October is Black History month. It is also the month chosen for the inaugural Shakespeare Film Festival. Hosted by the Shakespeare Birthplace Trust and Stratford Picturehouse over a two week period during October 2012, the festival celebrated Shakespeare’s influence on the cinema with a programme of iconic films and adaptations of Shakespeare’s plays, including Much Ado About Nothing, Henry V, The Taming of the Shrew and Laurence Olivier’s Othello. It is therefore an appropriate month to focus on an image from a Stratford production of Othello.
In 1959, Paul Robeson, the African American actor and singer, returned to the English stage after 23 years’ absence. The production Of Othello in which he starred was directed by Tony Richardson, and opened the Shakespeare Memorial Theatre’s 100th Season. He was not new to the role, for in 1930 he had played Othello at the Savoy Theatre in London, opposite Peggy Ashcroft as Desdemona, and many theatre-goers relished the opportunity to see him perform again in England. Recovering from bronchitis and exhaustion, Robeson arrived late for rehearsals at Stratford and the production and his acting were censured by the critics. Nevertheless, the “Robeson charisma prevailed......almost all of the critics extolled Robeson” (Lindsey R. Swindell; The Politics of Paul Robeson’s Othello), calling his performance “The Othello of a Lifetime” (Birmingham Mail 9 April 1959).
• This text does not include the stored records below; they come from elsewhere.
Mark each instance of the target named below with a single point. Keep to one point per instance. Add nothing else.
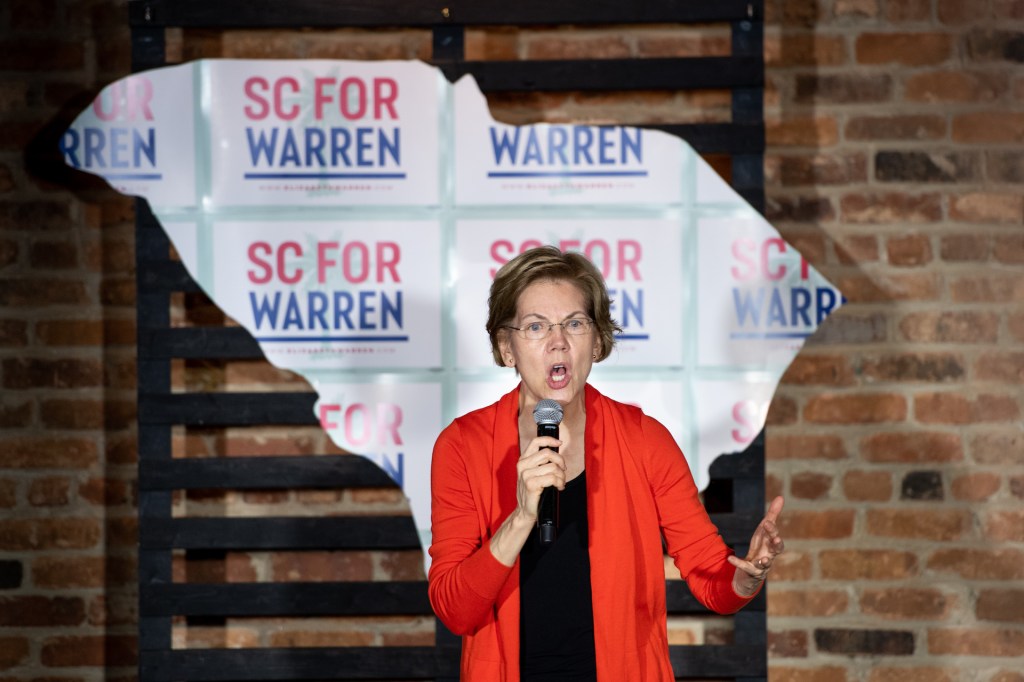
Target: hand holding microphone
(548, 415)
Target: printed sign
(560, 164)
(324, 133)
(639, 259)
(312, 293)
(351, 216)
(139, 136)
(759, 299)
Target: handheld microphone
(548, 415)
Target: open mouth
(558, 374)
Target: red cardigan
(638, 486)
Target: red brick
(107, 492)
(39, 293)
(582, 47)
(904, 368)
(995, 564)
(316, 566)
(819, 370)
(896, 127)
(50, 492)
(816, 170)
(987, 207)
(958, 409)
(71, 332)
(81, 571)
(13, 333)
(907, 10)
(23, 611)
(792, 566)
(906, 603)
(855, 409)
(1005, 525)
(782, 411)
(919, 523)
(787, 643)
(950, 327)
(999, 448)
(975, 486)
(13, 651)
(867, 485)
(965, 248)
(1005, 368)
(988, 127)
(913, 49)
(853, 249)
(881, 289)
(955, 86)
(93, 651)
(814, 132)
(845, 89)
(30, 373)
(822, 674)
(909, 250)
(42, 453)
(22, 535)
(1000, 604)
(807, 603)
(829, 524)
(915, 674)
(976, 642)
(805, 50)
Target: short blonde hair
(548, 262)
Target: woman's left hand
(766, 544)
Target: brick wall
(896, 164)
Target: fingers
(775, 509)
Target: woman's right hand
(538, 468)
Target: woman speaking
(590, 604)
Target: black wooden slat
(263, 473)
(200, 343)
(605, 75)
(282, 599)
(164, 275)
(375, 13)
(705, 662)
(718, 137)
(349, 533)
(228, 409)
(421, 663)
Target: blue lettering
(317, 309)
(263, 308)
(776, 311)
(744, 304)
(801, 300)
(505, 145)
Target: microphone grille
(548, 412)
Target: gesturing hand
(766, 544)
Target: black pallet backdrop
(735, 496)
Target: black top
(556, 631)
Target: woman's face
(557, 366)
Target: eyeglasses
(537, 331)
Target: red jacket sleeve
(465, 578)
(693, 542)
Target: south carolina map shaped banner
(350, 215)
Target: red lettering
(253, 87)
(255, 249)
(279, 98)
(296, 276)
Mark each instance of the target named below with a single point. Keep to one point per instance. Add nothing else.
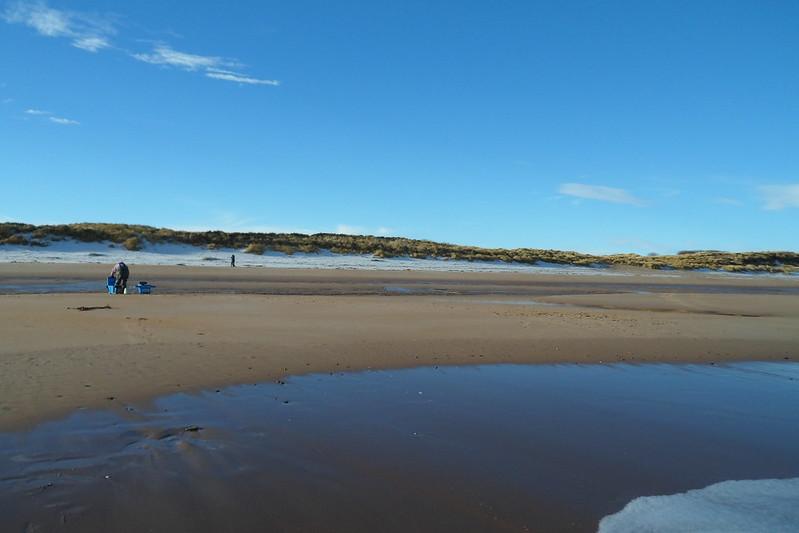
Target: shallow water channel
(481, 448)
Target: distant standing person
(121, 272)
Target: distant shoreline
(135, 237)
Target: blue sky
(598, 126)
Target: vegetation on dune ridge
(135, 237)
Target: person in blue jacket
(121, 272)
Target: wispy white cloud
(165, 55)
(238, 78)
(215, 67)
(93, 33)
(724, 200)
(64, 121)
(599, 192)
(51, 117)
(91, 44)
(87, 32)
(778, 197)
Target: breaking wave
(764, 505)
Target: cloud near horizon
(778, 197)
(599, 192)
(346, 229)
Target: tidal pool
(480, 448)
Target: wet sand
(207, 328)
(478, 448)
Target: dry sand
(211, 327)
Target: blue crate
(144, 288)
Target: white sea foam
(751, 506)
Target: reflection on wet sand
(485, 448)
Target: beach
(207, 328)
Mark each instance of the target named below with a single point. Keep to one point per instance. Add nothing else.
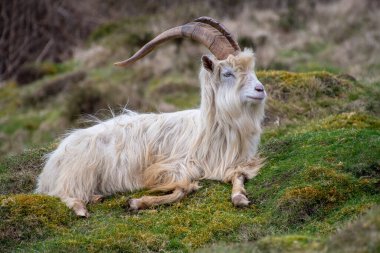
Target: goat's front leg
(177, 194)
(238, 196)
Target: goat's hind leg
(238, 196)
(178, 193)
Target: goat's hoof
(82, 213)
(240, 200)
(97, 199)
(132, 205)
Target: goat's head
(230, 70)
(233, 79)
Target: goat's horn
(205, 30)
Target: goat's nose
(259, 87)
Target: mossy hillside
(18, 173)
(308, 188)
(296, 96)
(31, 217)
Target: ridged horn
(205, 30)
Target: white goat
(167, 152)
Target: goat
(169, 152)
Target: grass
(317, 178)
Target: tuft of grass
(30, 217)
(362, 235)
(18, 173)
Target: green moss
(29, 217)
(362, 235)
(18, 173)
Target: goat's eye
(228, 74)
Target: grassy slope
(319, 175)
(317, 178)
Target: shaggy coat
(168, 151)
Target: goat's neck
(225, 140)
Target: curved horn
(205, 30)
(221, 28)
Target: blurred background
(56, 59)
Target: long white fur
(134, 151)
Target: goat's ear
(208, 64)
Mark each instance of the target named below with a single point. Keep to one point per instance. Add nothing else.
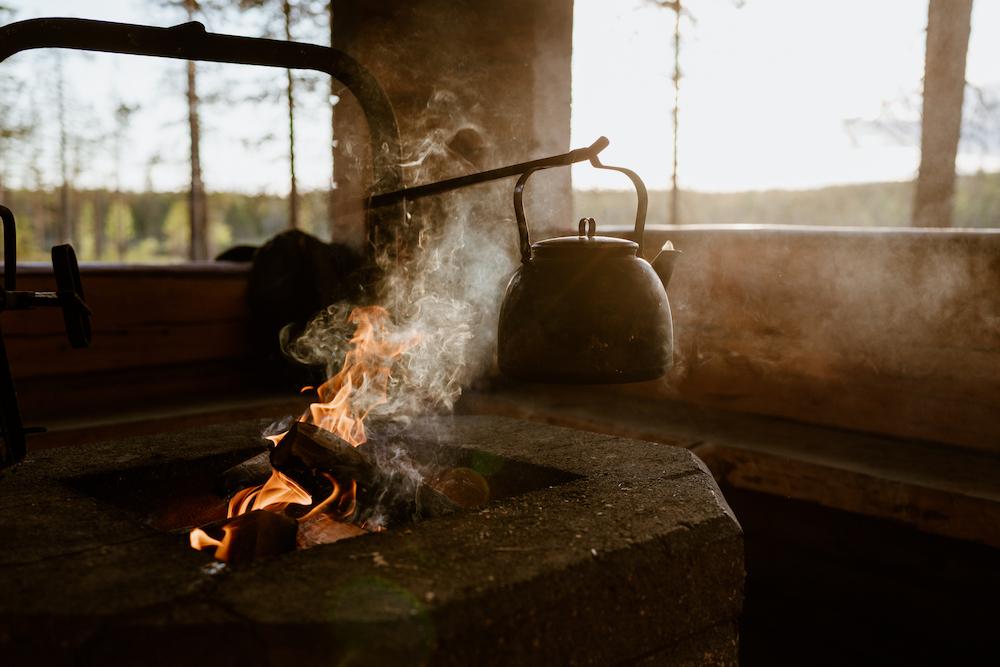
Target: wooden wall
(159, 333)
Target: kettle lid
(585, 243)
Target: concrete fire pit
(601, 550)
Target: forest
(153, 226)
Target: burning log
(316, 459)
(252, 472)
(242, 538)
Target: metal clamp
(76, 315)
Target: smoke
(447, 285)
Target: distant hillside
(977, 204)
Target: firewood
(324, 529)
(252, 472)
(308, 454)
(256, 534)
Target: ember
(317, 458)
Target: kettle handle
(522, 223)
(643, 204)
(640, 214)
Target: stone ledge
(942, 489)
(637, 555)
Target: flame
(201, 540)
(345, 400)
(348, 397)
(274, 495)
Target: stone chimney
(474, 86)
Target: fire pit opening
(182, 494)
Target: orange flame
(345, 400)
(274, 495)
(201, 540)
(348, 397)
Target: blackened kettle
(586, 309)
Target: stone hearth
(601, 550)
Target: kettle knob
(665, 261)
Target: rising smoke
(447, 287)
Michéal Mac Liamḿoir wrote in The Observer, “Paul Robeson has a majesty of voice and of presence that illumines everything he does with magical fires.” There were 15 curtain calls on the opening night!
Tom Holte took this shot of Robeson from his favourite spot, looking down on the stage from the circle of the Shakespeare Memorial Theatre and capturing Robeson’s commanding stage presence to perfection.